В общем он пошел, и, не скрою, я позвал его не только из добрых чувств — взяв Гарри, я мог хоть иногда отойти от моей старухи. Просто удивительно, каким добрым становится человек, когда у него гора с плеч свалится. Понимаете, я боялся, что Род нас выдаст. Примирившись утром с моей старухой, я унес газеты к себе наверх и стал просвещаться насчет того, что творится в нашем безумном мире.

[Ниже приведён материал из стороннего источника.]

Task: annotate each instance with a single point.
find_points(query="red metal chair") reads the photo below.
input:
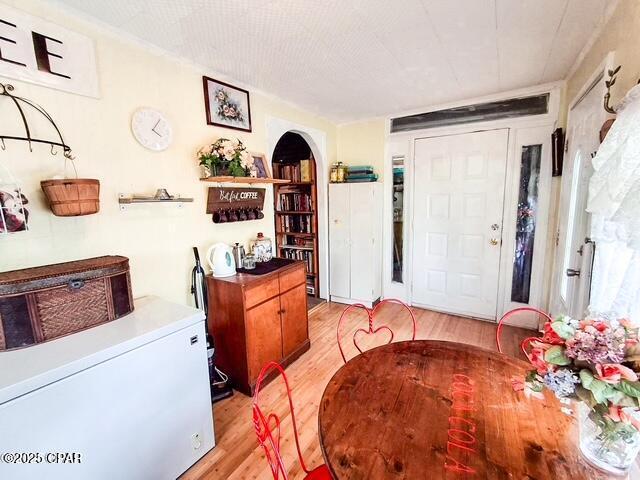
(372, 330)
(268, 432)
(513, 312)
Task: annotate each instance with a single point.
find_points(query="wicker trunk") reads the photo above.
(43, 303)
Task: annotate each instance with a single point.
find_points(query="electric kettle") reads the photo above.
(220, 258)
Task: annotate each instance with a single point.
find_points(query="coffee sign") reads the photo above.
(36, 51)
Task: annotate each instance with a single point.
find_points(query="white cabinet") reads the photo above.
(355, 242)
(130, 398)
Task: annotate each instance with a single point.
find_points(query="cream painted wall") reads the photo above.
(621, 34)
(156, 238)
(362, 143)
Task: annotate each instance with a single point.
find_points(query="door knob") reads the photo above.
(572, 272)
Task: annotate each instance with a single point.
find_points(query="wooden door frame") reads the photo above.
(403, 144)
(598, 75)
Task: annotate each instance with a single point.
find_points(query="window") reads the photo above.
(571, 218)
(398, 216)
(514, 107)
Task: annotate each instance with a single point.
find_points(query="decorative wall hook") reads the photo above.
(22, 104)
(610, 83)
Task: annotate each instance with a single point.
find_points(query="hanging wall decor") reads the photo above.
(227, 106)
(37, 51)
(235, 204)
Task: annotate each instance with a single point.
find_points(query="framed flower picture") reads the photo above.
(227, 106)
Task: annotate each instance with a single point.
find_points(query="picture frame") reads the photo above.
(261, 165)
(226, 105)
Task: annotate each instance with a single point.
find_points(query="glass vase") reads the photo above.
(608, 446)
(220, 170)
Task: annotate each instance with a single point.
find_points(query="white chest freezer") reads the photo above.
(128, 399)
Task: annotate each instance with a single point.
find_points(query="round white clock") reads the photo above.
(151, 129)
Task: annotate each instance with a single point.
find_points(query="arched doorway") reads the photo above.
(296, 207)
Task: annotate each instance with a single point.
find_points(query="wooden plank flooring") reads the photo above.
(237, 455)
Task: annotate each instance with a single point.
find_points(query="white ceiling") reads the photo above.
(354, 59)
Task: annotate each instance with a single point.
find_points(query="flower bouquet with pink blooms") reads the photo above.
(593, 361)
(225, 157)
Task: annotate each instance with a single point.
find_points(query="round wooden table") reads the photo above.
(429, 410)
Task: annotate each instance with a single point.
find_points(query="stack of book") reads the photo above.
(361, 173)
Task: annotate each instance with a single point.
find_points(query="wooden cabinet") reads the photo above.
(256, 319)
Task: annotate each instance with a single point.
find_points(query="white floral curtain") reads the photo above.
(614, 202)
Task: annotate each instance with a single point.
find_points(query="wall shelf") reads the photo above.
(229, 179)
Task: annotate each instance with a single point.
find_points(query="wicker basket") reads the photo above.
(72, 197)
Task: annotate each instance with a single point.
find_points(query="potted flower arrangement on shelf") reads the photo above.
(225, 157)
(594, 361)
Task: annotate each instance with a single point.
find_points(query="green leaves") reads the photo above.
(624, 394)
(563, 329)
(555, 355)
(598, 388)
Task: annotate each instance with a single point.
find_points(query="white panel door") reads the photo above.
(339, 239)
(457, 221)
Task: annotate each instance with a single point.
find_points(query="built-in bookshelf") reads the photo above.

Я узнал, какие знаменитости бежали с шикарными девицами и куда. Узнал новости о молодежи в разных городах, которые здорово меня насмешили, после того как я прочел раздутый отчет о том, что было у нас. Потом пошли сообщения о подвигах частных сыщиков, грабежах, изнасилованиях и о том, что увидел чей-то муж, когда вместе с сыщиком пошел ночью в свой садик. Разве это новости! Старо как мир. Часов в двенадцать мое приятное занятие было прервано — на улице раздался свист, но я и ухом не повел, зная, что свистит Носарь.
Но он никак не хотел уходить, так что в конце концов я открыл окно и высунулся с газетой в руке, показывая, что занят. Он стоял, задрав вверх голову и заложив два пальца в рот, чтобы свистнуть еще раз.
— Беги отсюда, детка, — сказал я.
Скрестив руки на груди, он спросил:
— Это ты мне? Слышь, старик, у меня хорошие новости.
— С меня довольно вчерашних скверных шуток, — сказал я.
— Твоя старуха пронюхала что-нибудь и заперла тебя?
— Она чуть с ума не сошла, когда мой рукав увидела.
— Плевать. Ты не трухай. Хорошие новости: Род молчал как рыба — нас не заметут.
— Хорошие или плохие — все равно. После вчерашнего мне до вас нет дела.
— Брось, старик. Уговор помнишь — быть вместе до конца.
— Я тебя предупреждал, чтоб никаких ножей.
— Приходи сегодня и скажи это всем.
— Не выйдет, я занят.
Он свистнул, махнул рукой и пошел прочь.
— Ладно, увидимся, — бросил он через плечо.
На том мы и расстались. Но у меня прямо гора с плеч свалилась, когда я узнал, что два молодчика с непроницаемыми лицами не постучатся в дверь. Так что я пользовался концертом, как мог. Нет ничего приятней полусна, и я сладко дремал, а солнце, пробиваясь сквозь листву деревьев и сквозь ресницы, окутывало мои сны светлой дымкой.
Во время пятого или шестого номера моя старуха вдруг стиснула мне колено.
— Господи, Артур, это он!
Я вздрогнул, с трудом сообразил, где я, и спросил:
— Кто?
Но я не мог добиться от нее толку. Оркестр в это время гробил какую-то грустную и медленную мелодию. В дальнем конце эстрады какой-то тип исполнял соло на тромбоне. Он играл стоя, иначе я и не увидел бы его.